A infecção do trato urinário (ITU) em recém-nascidos e lactentes jovens (especialmente < 3 meses) é uma condição séria que exige atenção imediata. Nesses grupos etários, a ITU é frequentemente febril e pode ser a manifestação inicial de uma pielonefrite, com alto risco de bacteremia e sepse, devido à imaturidade do sistema imunológico e à menor capacidade de localizar a infecção. Os sintomas são inespecíficos, como febre, irritabilidade, recusa alimentar e vômitos, tornando o diagnóstico desafiador. O diagnóstico de ITU em recém-nascidos é confirmado pela urocultura, mas a suspeita é levantada por exames de urina como EAS (piúria, estearase leucocitária, nitrito) e Gram de urina não centrifugada (presença de bactérias). Diante de um recém-nascido febril com evidências de ITU, a conduta é a internação hospitalar e o início imediato de antibioticoterapia parenteral de amplo espectro, cobrindo Gram-negativos (como E. coli, o agente mais comum), mesmo antes do resultado definitivo da urocultura. Após o tratamento da fase aguda e a melhora clínica, é fundamental investigar a presença de anomalias congênitas do trato urinário (ACTU) que predispõem a ITUs recorrentes e lesão renal. A ultrassonografia renal e de vias urinárias deve ser realizada para rastrear essas anomalias. A cintilografia renal com DMSA pode ser considerada posteriormente para avaliar cicatrizes renais, especialmente em casos de ITUs recorrentes ou graves.

Perguntas Frequentes

Quais são os sinais de ITU em recém-nascidos e lactentes jovens?

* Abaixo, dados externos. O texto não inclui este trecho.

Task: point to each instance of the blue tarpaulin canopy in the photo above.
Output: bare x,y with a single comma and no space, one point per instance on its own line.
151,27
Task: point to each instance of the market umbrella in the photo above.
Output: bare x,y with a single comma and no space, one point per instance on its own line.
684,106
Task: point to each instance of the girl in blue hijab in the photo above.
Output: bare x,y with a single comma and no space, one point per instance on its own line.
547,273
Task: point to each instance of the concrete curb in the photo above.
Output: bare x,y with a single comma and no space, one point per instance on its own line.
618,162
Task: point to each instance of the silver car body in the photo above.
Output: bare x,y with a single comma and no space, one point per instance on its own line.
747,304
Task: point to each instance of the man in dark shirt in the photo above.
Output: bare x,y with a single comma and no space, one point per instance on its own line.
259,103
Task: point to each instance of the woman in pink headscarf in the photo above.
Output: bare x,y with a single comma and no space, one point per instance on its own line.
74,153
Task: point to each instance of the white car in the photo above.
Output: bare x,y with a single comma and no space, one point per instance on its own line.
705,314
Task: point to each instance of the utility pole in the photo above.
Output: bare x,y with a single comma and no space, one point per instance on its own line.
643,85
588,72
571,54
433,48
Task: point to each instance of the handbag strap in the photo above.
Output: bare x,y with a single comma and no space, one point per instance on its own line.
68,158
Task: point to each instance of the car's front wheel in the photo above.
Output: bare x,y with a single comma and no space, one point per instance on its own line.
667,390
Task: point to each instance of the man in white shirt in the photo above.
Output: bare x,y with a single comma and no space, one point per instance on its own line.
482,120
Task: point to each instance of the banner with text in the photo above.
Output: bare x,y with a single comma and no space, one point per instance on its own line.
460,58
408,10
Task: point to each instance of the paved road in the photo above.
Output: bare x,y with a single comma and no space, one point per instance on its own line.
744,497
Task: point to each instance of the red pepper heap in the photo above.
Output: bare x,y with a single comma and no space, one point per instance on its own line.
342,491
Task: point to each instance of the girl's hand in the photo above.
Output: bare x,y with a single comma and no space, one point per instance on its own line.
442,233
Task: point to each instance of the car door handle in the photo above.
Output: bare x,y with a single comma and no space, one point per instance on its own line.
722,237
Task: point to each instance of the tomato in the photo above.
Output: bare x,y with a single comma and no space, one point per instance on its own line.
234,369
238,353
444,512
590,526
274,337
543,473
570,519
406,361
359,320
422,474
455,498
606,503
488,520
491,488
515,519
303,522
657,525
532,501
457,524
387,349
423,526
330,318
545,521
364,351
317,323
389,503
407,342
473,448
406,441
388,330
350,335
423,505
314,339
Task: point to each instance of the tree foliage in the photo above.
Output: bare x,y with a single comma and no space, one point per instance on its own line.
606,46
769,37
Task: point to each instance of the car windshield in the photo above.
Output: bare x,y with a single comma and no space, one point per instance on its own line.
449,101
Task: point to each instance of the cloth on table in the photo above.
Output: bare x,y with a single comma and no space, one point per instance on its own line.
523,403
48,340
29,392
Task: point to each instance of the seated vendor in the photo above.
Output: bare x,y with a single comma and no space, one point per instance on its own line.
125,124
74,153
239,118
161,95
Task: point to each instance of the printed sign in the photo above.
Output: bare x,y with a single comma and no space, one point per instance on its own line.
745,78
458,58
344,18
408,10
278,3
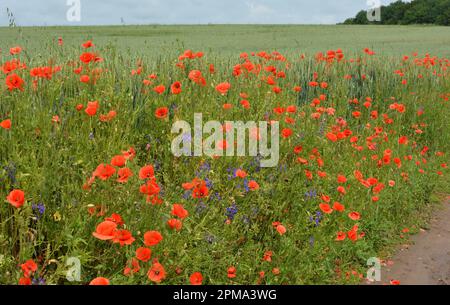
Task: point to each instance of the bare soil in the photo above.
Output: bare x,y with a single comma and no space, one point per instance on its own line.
426,261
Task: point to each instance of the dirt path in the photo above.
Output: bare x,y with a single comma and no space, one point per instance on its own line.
427,260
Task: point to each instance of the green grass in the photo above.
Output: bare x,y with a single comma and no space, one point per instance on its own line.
50,162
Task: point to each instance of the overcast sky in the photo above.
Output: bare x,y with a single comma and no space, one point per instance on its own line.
109,12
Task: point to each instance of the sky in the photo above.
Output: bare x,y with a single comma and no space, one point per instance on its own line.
112,12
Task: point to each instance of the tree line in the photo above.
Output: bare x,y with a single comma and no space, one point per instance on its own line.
415,12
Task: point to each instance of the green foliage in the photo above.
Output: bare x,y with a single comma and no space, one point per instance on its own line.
415,12
51,161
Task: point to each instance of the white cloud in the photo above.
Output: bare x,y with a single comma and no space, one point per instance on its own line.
102,12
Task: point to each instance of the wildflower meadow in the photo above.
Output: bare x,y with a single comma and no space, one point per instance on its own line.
93,193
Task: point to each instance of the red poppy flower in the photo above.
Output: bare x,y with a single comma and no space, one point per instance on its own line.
281,229
267,256
354,216
147,172
231,272
325,207
105,230
175,88
152,238
104,171
340,236
143,254
286,133
240,173
88,44
115,218
13,81
201,191
156,273
196,278
24,281
253,185
179,211
85,79
6,124
159,89
175,224
124,174
161,113
87,57
28,268
16,198
92,108
99,281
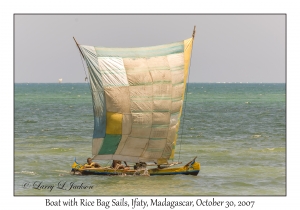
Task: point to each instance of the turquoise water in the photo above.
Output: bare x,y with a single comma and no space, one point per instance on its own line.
237,132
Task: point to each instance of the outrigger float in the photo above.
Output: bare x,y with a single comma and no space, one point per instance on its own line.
137,96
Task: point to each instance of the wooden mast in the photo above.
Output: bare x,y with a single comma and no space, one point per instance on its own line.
78,46
194,32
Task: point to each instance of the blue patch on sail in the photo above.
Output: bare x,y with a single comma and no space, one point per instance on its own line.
99,126
100,117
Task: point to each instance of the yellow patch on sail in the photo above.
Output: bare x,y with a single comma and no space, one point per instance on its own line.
113,123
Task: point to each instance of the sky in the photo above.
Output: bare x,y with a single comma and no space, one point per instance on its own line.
227,47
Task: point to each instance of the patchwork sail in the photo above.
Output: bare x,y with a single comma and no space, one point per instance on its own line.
137,96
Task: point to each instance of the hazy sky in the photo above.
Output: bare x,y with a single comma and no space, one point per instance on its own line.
227,48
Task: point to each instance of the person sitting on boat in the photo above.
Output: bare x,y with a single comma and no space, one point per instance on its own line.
116,164
91,164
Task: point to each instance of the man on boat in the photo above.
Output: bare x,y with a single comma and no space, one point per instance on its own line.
91,164
116,164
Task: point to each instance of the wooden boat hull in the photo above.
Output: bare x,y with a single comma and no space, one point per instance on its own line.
192,168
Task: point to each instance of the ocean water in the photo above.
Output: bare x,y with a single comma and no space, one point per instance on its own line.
237,132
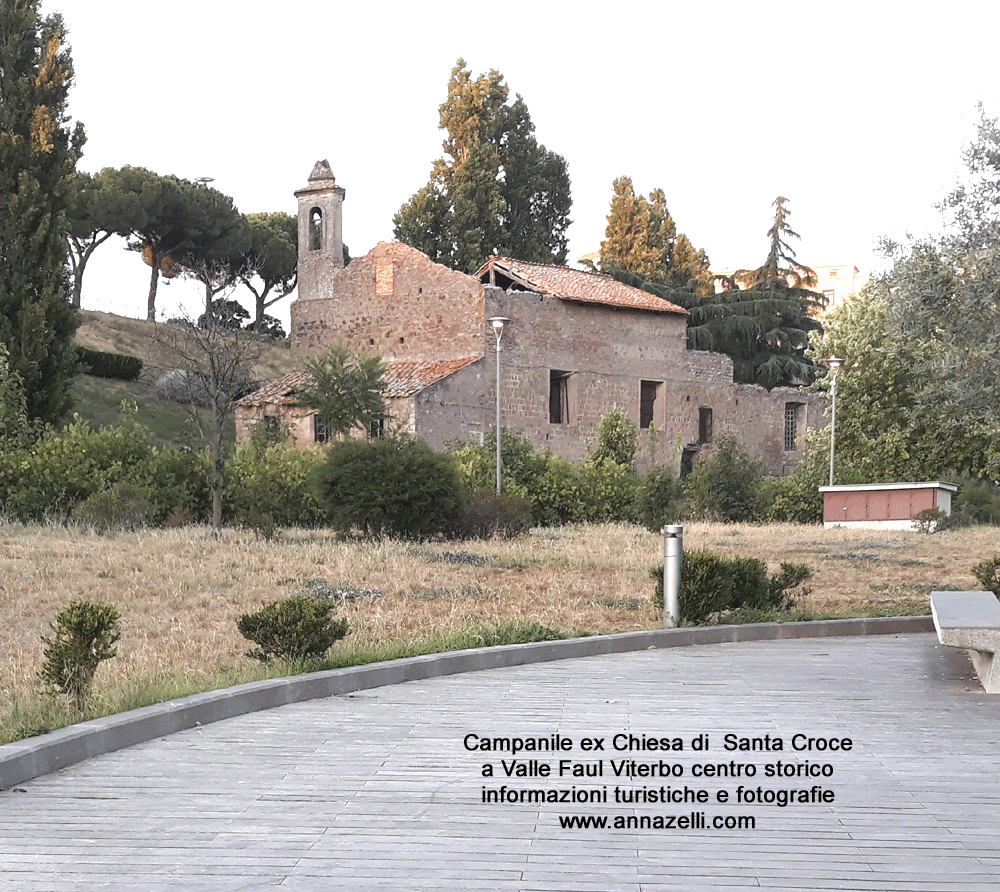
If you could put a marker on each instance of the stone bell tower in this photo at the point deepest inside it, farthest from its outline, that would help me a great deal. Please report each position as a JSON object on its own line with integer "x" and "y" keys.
{"x": 321, "y": 239}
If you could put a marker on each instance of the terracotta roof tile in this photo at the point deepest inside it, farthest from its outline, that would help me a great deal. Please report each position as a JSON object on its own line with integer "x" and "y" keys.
{"x": 403, "y": 378}
{"x": 278, "y": 392}
{"x": 406, "y": 377}
{"x": 578, "y": 285}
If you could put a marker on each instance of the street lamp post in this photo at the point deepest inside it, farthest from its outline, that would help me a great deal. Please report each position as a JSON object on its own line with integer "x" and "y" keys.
{"x": 834, "y": 363}
{"x": 498, "y": 322}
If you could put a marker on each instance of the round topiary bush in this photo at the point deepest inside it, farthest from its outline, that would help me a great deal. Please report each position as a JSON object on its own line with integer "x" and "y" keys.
{"x": 394, "y": 487}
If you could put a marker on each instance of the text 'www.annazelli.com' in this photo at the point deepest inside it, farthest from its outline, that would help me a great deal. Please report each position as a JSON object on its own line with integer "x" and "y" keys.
{"x": 696, "y": 820}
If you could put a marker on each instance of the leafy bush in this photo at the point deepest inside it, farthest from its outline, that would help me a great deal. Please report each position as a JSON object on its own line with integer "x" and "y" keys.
{"x": 490, "y": 515}
{"x": 559, "y": 491}
{"x": 393, "y": 486}
{"x": 931, "y": 520}
{"x": 272, "y": 487}
{"x": 711, "y": 584}
{"x": 988, "y": 574}
{"x": 617, "y": 438}
{"x": 520, "y": 464}
{"x": 84, "y": 636}
{"x": 123, "y": 506}
{"x": 979, "y": 502}
{"x": 297, "y": 630}
{"x": 65, "y": 467}
{"x": 724, "y": 485}
{"x": 101, "y": 364}
{"x": 176, "y": 484}
{"x": 609, "y": 493}
{"x": 660, "y": 500}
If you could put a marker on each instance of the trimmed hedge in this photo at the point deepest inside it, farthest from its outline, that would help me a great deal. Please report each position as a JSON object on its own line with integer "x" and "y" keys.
{"x": 101, "y": 364}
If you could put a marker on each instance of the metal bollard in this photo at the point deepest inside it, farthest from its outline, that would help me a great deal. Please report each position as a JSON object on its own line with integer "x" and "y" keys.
{"x": 673, "y": 554}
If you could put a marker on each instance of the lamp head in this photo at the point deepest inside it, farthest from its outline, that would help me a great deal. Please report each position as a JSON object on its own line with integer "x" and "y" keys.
{"x": 498, "y": 322}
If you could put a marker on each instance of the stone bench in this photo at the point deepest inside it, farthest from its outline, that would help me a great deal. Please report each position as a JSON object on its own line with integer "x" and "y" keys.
{"x": 971, "y": 620}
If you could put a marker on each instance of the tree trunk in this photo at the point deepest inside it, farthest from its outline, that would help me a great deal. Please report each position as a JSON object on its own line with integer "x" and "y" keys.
{"x": 154, "y": 278}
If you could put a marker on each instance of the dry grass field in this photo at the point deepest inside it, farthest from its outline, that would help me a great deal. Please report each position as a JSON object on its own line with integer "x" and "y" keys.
{"x": 180, "y": 591}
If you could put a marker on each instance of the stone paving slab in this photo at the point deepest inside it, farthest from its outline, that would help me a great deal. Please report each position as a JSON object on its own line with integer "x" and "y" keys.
{"x": 375, "y": 790}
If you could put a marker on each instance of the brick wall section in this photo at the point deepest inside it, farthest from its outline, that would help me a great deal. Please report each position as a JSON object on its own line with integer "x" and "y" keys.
{"x": 431, "y": 313}
{"x": 396, "y": 303}
{"x": 609, "y": 352}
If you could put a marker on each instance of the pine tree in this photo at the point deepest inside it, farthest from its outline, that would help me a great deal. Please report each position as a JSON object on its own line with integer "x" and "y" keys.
{"x": 38, "y": 154}
{"x": 496, "y": 191}
{"x": 763, "y": 317}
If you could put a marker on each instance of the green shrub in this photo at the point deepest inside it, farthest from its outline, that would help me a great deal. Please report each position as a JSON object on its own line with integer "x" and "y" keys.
{"x": 65, "y": 467}
{"x": 272, "y": 487}
{"x": 176, "y": 485}
{"x": 297, "y": 630}
{"x": 617, "y": 438}
{"x": 988, "y": 574}
{"x": 101, "y": 364}
{"x": 123, "y": 506}
{"x": 713, "y": 584}
{"x": 796, "y": 498}
{"x": 489, "y": 515}
{"x": 724, "y": 485}
{"x": 979, "y": 502}
{"x": 609, "y": 493}
{"x": 520, "y": 464}
{"x": 559, "y": 491}
{"x": 660, "y": 500}
{"x": 84, "y": 635}
{"x": 393, "y": 486}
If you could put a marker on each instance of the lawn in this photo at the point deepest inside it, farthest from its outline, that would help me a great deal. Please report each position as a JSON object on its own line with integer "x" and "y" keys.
{"x": 180, "y": 591}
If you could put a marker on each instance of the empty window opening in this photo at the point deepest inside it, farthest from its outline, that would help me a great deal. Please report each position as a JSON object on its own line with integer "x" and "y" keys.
{"x": 384, "y": 283}
{"x": 792, "y": 412}
{"x": 650, "y": 404}
{"x": 687, "y": 461}
{"x": 321, "y": 433}
{"x": 315, "y": 229}
{"x": 704, "y": 425}
{"x": 559, "y": 397}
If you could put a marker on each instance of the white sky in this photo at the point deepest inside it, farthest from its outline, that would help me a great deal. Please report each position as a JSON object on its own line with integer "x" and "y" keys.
{"x": 857, "y": 112}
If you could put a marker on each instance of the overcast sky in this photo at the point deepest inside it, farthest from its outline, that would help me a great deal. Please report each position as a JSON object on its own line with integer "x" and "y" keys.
{"x": 857, "y": 112}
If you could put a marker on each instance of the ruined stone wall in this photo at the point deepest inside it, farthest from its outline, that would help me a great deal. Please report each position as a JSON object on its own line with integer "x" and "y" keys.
{"x": 394, "y": 303}
{"x": 298, "y": 419}
{"x": 609, "y": 352}
{"x": 459, "y": 408}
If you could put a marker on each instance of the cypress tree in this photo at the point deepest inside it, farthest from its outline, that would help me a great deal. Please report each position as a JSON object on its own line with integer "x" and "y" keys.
{"x": 38, "y": 154}
{"x": 763, "y": 317}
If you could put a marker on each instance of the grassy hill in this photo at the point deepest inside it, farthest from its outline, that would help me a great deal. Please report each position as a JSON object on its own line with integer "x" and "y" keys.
{"x": 98, "y": 400}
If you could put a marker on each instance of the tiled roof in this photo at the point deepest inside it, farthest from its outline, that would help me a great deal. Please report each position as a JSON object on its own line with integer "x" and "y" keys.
{"x": 575, "y": 284}
{"x": 403, "y": 377}
{"x": 281, "y": 391}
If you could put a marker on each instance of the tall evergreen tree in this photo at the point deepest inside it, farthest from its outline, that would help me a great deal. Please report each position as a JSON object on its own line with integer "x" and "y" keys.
{"x": 496, "y": 190}
{"x": 38, "y": 154}
{"x": 641, "y": 238}
{"x": 91, "y": 224}
{"x": 270, "y": 268}
{"x": 763, "y": 316}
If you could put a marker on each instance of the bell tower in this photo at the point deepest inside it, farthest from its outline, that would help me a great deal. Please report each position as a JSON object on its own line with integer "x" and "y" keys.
{"x": 321, "y": 239}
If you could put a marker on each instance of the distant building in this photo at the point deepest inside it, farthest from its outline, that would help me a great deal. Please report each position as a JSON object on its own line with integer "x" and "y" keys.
{"x": 836, "y": 282}
{"x": 576, "y": 345}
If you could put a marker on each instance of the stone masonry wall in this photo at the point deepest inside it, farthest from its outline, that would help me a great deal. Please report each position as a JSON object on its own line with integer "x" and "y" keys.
{"x": 395, "y": 303}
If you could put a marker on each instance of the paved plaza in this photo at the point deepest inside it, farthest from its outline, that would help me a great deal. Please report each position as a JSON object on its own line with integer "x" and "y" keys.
{"x": 384, "y": 789}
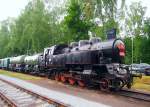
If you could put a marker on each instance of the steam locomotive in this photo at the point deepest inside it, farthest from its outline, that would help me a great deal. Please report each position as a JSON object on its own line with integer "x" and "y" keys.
{"x": 87, "y": 62}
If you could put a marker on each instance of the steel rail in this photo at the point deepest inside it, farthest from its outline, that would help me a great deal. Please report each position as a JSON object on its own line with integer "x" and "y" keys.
{"x": 45, "y": 98}
{"x": 135, "y": 94}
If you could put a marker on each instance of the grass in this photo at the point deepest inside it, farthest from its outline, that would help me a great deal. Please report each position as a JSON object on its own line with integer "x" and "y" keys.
{"x": 18, "y": 75}
{"x": 142, "y": 84}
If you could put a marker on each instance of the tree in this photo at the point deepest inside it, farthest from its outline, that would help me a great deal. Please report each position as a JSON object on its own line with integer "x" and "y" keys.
{"x": 75, "y": 23}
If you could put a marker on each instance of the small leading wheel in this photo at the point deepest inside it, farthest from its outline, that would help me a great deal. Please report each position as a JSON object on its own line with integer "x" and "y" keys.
{"x": 104, "y": 84}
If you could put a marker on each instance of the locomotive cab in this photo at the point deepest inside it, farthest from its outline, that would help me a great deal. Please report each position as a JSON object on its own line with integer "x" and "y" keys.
{"x": 84, "y": 45}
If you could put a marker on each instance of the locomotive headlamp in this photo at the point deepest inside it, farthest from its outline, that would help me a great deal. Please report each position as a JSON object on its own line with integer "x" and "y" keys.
{"x": 121, "y": 47}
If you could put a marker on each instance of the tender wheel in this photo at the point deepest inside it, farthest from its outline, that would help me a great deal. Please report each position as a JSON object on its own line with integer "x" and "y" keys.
{"x": 81, "y": 83}
{"x": 71, "y": 81}
{"x": 104, "y": 84}
{"x": 57, "y": 77}
{"x": 63, "y": 78}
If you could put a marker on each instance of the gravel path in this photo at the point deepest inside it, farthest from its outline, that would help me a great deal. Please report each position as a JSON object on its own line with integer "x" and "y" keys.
{"x": 59, "y": 96}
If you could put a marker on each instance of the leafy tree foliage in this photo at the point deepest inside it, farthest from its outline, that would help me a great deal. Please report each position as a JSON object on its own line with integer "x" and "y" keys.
{"x": 40, "y": 26}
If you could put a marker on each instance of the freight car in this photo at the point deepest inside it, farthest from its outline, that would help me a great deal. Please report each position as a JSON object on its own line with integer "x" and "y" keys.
{"x": 87, "y": 62}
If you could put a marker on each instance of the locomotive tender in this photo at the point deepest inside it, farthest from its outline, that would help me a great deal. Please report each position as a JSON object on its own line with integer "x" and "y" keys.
{"x": 85, "y": 62}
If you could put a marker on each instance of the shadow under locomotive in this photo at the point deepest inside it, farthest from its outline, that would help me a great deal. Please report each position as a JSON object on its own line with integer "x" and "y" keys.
{"x": 86, "y": 62}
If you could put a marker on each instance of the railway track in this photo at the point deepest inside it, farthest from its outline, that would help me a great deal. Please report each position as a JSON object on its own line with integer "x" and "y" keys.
{"x": 135, "y": 94}
{"x": 12, "y": 95}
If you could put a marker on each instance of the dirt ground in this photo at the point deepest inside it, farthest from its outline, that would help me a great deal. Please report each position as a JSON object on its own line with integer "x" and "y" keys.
{"x": 90, "y": 94}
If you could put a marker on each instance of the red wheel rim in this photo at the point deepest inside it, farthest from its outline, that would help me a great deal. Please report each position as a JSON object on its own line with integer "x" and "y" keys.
{"x": 57, "y": 78}
{"x": 104, "y": 84}
{"x": 71, "y": 81}
{"x": 63, "y": 79}
{"x": 81, "y": 83}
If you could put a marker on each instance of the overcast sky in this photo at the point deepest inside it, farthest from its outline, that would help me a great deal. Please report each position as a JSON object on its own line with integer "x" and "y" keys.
{"x": 12, "y": 8}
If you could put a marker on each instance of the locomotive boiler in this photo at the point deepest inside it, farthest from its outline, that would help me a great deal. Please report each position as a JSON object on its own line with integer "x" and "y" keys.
{"x": 89, "y": 62}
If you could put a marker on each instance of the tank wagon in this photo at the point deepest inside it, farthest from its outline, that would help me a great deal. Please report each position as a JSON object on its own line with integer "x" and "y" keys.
{"x": 17, "y": 63}
{"x": 87, "y": 62}
{"x": 32, "y": 63}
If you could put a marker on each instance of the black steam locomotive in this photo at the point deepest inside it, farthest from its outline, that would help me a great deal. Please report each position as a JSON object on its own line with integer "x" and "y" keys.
{"x": 87, "y": 62}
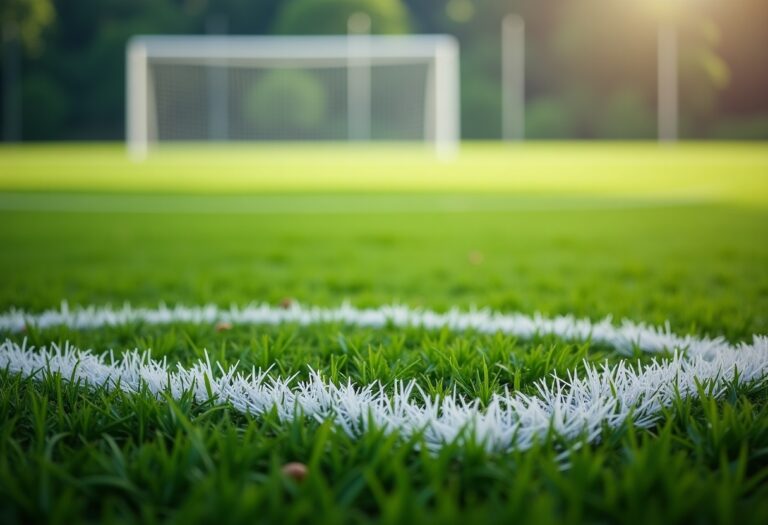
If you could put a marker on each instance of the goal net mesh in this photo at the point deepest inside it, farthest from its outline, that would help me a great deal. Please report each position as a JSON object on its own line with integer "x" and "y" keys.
{"x": 241, "y": 102}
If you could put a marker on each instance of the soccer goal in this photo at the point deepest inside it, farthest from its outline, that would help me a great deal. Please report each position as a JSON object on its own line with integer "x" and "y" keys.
{"x": 292, "y": 88}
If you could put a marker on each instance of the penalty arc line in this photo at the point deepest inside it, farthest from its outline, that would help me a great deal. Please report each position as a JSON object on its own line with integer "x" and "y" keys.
{"x": 573, "y": 407}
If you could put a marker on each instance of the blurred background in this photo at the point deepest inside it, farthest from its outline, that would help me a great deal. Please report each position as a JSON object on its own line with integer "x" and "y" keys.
{"x": 590, "y": 64}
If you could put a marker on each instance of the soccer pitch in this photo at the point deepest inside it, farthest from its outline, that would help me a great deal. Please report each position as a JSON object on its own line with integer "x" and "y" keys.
{"x": 642, "y": 232}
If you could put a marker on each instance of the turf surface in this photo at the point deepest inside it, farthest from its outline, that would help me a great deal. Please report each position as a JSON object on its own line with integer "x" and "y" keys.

Em recém-nascidos, os sinais de ITU são inespecíficos e podem incluir febre, irritabilidade, recusa alimentar, vômitos, icterícia prolongada, letargia ou ganho de peso inadequado. A ausência de outros focos infecciosos deve levantar a suspeita.

Por que o tratamento parenteral é mandatório para ITU em recém-nascidos?

O tratamento parenteral é mandatório devido ao alto risco de bacteremia, sepse e pielonefrite em recém-nascidos com ITU. A imaturidade do sistema imunológico e a dificuldade de localização da infecção justificam uma abordagem agressiva para prevenir complicações graves, como lesão renal permanente.

Qual a importância da ultrassonografia renal após o tratamento de ITU em RN?

A ultrassonografia renal e de vias urinárias é crucial após o tratamento de uma ITU febril em RN para rastrear anomalias congênitas do trato urinário (ACTU), como hidronefrose ou refluxo vesicoureteral, que são fatores de risco para ITUs recorrentes e lesão renal.